Да, любви к детям нужно противиться. Вот к собаке же не станешь подходить близко — даже если вид у нее дружелюбный, всегда, может тяпнуть. Нужно оставлять зазор между собой и ребенком, слишком уж быстро они помирают. Но к эдакому существу с каждым годом привыкаешь все больше. Доверяешься, позволяешь себе привязаться. А тут раз — и нет его.
Незадолго до полудня им попадаются следы Маленького Народца. Они опасливо останавливаются, но, как следует изучив следы, Клаус видит, что они ведут прочь, на юг. К тому же весной Маленький Народец не так уж опасен, это осенью он становится беспокоен и злобен.

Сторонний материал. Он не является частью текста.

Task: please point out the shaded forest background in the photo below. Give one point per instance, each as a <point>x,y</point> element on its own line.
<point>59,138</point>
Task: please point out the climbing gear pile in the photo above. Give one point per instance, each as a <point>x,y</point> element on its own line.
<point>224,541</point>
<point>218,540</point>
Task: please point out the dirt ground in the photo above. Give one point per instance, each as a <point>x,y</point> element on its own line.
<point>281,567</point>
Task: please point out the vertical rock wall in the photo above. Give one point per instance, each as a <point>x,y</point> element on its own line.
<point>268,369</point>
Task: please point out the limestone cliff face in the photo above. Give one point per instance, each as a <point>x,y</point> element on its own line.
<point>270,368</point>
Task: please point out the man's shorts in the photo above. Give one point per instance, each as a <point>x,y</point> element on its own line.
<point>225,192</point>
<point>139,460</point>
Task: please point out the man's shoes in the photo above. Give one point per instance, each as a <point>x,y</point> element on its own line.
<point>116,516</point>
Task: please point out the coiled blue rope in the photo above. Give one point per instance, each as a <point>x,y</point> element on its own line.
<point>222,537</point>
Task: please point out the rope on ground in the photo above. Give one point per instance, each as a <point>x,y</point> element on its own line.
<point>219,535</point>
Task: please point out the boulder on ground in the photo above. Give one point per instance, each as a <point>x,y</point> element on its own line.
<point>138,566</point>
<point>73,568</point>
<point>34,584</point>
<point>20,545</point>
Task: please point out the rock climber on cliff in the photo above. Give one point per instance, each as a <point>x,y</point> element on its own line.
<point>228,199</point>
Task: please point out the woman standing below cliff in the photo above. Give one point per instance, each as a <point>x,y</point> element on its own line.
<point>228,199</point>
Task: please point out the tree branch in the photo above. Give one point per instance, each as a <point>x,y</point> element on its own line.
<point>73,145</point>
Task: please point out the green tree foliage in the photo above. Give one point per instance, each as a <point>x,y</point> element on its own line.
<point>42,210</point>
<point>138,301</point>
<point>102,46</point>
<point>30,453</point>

Ближе к вечеру им удается найти нужное место. Сперва они чуть было не прошли мимо, сбились с тропы; подлесок густ — не видишь, куда бредешь. Но потом Зепп приметил сладковато-терпкий запах. Они отводят в сторону ветки, ломают сучья, зажимают носы руками. С каждым шагом запах набирает силу. И вот перед ними телега, а вокруг роится туча мух. Мешки распороты, земля бела от муки. За телегой что-то лежит. Какая-то куча старых шкур. Они не сразу понимают, что это останки осла. Только головы не хватает.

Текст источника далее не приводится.